Author Archive

Top films

How many films in the IMDB Top 100 have you seen? I counted 62 (possibly a couple more: I’m not sure about Duck Soup, The General and Seven Samurai. Yes, I know) with some serious deficiencies, more so with older flicks. (Courtesy of Asmunder.)

Word 57: Suzerainty

These mutants thrive under a suzerainty of market-driven popular culture which allows adolescent attitudes to creep up on adults, and seep down to children.

suzerainty (n) 1: the position or authority of a suzerain 2: the domain of a suzerain – source: The Times Magazine May 10 2003, p. 7

Logical

From The Times Magazine’s Readers’ Notes (10.5.2003):

In John Clarke’s The Romans and Their Conquests (April 26) he stated that ”what we call normal sex is a creation of our own culture”. Really? If that’s the case, how is it that circa 56AD, the Apostle Paul who live in Rome described the sexual excesses of non-Christians as ”unnatural”.

Well, maybe because ”our own culture” is pretty much based on Christianity, especially the stuff that deals with sexuality? Alas, the writer had meant this only as a rhetoric question and therefore answered it himself:

It is not that ”normal sex” is a creation of our own culture but that it is a creation of God.

I must say I’m a bit disappointed with the Times. This piece of logic and argumentation wouldn’t be out of place on the pages of, say, Karjalan Heili, the free weekly newspaper of my beloved home town Joensuu, but on the pages of the Times… O tempora, O mores!

Get a life #1

An engineer called George Bible (!) was seen in a documentary exclaiming ”Isn’t she lovely?” about an airplane wing.

Word 56: Exacerbate

Never having studied a play or learnt a method of acting must exacerbate Gambon’s awkwardness with his profession.

exacerbate (v) 1: make worse [syn: worsen, aggravate, exasperate] 2: exasperate or irritate – source: The Sunday Times Magazine May 11 2003, p. 22

Word 55: Donnybrook

Then the meeting of the credentials committee, before the convention itself, turned into a donnybrook.

donnybrook (n) 1: free-for-all, brawl 2: a usually public quarrel or dispute – source: New Yorker 12.5.2003, p. 70

Comical timing

From the Independent on Sunday Review 11.5.2003, p. 28:

The man next to me laughs all through the movie – can he be imagining the same thing? I think not, but he must be one of those people who have to make their derision or approval loudly known to the rest of the audience. This is especially annoying in foreign films, when people grunt or snort their appreciation of the French with nanoseconds before the subtitles have come up.

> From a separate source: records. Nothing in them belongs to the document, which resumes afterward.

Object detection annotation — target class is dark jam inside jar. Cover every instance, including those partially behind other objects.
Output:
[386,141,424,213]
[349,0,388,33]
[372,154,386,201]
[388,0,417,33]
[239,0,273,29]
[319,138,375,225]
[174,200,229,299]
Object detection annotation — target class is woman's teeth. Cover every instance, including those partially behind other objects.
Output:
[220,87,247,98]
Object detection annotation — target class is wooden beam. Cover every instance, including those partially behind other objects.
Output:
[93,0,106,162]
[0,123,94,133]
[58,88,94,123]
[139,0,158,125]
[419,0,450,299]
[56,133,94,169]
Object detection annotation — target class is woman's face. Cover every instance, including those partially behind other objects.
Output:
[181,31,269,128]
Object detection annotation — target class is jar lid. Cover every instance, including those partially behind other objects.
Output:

I thought that it’s quicker to scan the subtitles than to listen to the dialogue, and therefore I’ve held back my loud acknowledgements until the precise moment of the utterance. Yes, I am an annoying person.

What was before?

You know that selling condoms only became legal in Ireland a short while ago, don’t you? Well, I’ve wondered what tourists had to do in pre-condom times if they wanted to have sex in Ireland. Did they raid pharmacists like others raid banks? Was there a black market for condoms? Did you have to show your passport at the pharmacist’s to prove you’re not from around here? Fascinating indeed.

Blogging ethics

Rebecca Blood has written about blogging ethics. Most of her notions are quite straightforward and largely derived (or similar) to generic journalistic ethics. Both are good, nay, required reading for any and all bloggers.

Sound overdrive

If the constant screaming and chainsaw noise in Texas Chain Saw Massacre wasn’t extreme enough for you, try Dario Argento’s Suspiria. The soundtrack in both of these movies is horrible (in the wrong sense of the word). However, Suspiria has tremendous lighting, set designs and cinematography. Too bad there are people in it as well.